Not surprisingly, this sudden license switch has caused a large community backlash. People don’t like to feel that they have been baited in this way. The defense from Ext runs along a couple of lines:

1. They are just applying the “Quid-Pro-Quo” principle: i.e. if you get something out of Ext, you should give back. This is fine: Ext have created a great library and have every right to charge for it if they wish. But it isn’t the use of a commercial model that is wrong here: it is the sudden switching of models. Ext have massively benefitted themselves from liberal licenses, both in terms of the libraries Ext was originally built around (e.g. YUI which is BSD licensed) and the community that appeared around Ext itself, submitting bug reports, patches and extensions. What are they now giving back to these communities they have used?
2. The previous licensing was confusing and criticised for not being “open” enough. Simplifying the licensing scheme is fine, but there was no need to change to the GPL to do this. In fact, switching to the GPL has caused more problems for open source projects built around Ext than it has solved. Because of the viral nature of the GPL, those projects must now reconsider their own licenses to be able to upgrade to the latest version of ExtJS. The Ext team surely realise this, so trying to give this reason for the license switch is misleading on their part.

The backlash has been all the greater because of how the switch has been handled:

1. The community was given no warning or consultation, despite this change being ostensibly for their benefit.
2. Ext were not forthright with the real motive for the change.
3. Ext are claiming that a fork of the existing 2.0 version is not legal, due to the way they applied the LGPL. This is likely to be incorrect, and if correct then their use of the name LGPL was grossly misleading.
4. There is still confusion around the licensing. For example, the commercial license does not clearly spell out what happens when upgrading. Debates continue around the applicability of the GPL to hosted applications and those that generate code. Ext have been far from responsive on these matters.
5. This is not the first major license change for ExtJS, leaving many anticipating similar upheaval in the future.

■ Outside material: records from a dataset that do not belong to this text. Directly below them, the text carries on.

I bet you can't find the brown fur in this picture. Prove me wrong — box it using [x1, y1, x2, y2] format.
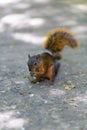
[43, 28, 80, 53]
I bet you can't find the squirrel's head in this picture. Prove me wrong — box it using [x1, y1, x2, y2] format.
[27, 54, 43, 77]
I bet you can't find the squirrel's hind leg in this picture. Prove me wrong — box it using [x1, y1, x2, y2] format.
[54, 62, 60, 77]
[46, 64, 55, 85]
[48, 62, 60, 85]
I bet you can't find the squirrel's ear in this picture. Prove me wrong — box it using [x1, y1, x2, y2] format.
[28, 54, 30, 59]
[36, 54, 41, 59]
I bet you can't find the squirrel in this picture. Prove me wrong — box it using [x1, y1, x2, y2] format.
[27, 28, 80, 84]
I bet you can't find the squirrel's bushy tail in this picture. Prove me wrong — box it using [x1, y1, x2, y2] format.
[43, 28, 80, 53]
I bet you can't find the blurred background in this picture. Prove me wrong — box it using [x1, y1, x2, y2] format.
[0, 0, 87, 130]
[0, 0, 87, 67]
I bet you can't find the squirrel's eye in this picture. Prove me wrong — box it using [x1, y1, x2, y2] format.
[29, 67, 31, 71]
[34, 62, 37, 66]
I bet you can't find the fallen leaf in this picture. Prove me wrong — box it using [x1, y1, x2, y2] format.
[65, 83, 76, 90]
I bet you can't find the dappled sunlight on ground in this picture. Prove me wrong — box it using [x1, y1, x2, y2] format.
[12, 32, 44, 44]
[14, 2, 30, 9]
[0, 0, 87, 46]
[74, 4, 87, 11]
[0, 0, 21, 6]
[1, 14, 45, 29]
[0, 111, 26, 129]
[0, 0, 87, 45]
[34, 0, 51, 4]
[73, 95, 87, 104]
[50, 89, 66, 97]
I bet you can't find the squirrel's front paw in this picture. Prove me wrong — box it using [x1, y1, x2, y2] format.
[28, 74, 36, 82]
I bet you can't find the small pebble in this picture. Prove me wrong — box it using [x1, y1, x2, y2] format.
[29, 93, 34, 97]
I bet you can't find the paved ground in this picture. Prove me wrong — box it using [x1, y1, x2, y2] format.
[0, 0, 87, 130]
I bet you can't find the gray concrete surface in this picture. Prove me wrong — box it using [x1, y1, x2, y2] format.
[0, 0, 87, 130]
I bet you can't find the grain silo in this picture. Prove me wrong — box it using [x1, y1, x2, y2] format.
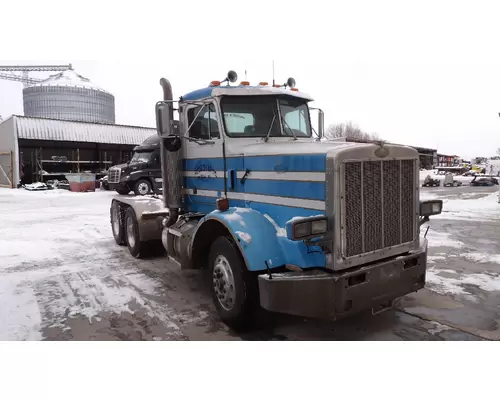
[22, 67, 116, 124]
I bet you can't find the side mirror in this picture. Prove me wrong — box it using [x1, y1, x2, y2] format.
[156, 101, 173, 138]
[317, 109, 324, 140]
[163, 136, 182, 152]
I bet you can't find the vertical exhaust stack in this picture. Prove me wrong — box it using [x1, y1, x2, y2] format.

The saddest part about this is that the Ext team really have built a fantastic library, and a vibrant community around it. The library had all the hallmarks of an open source success story. Now, however, Ext have committed the cardinal sin of an open source project: they have undermined the trust of their own community. I can see the strategy making a short term profit, and perhaps even a long term business. I cannot, however, see the community returning to full strength. In the long run, although Ext may have a successful commercial offering, they will lose a large part of their current and potential community to competing and still-open projects. The power of the community will see those competitors flourish.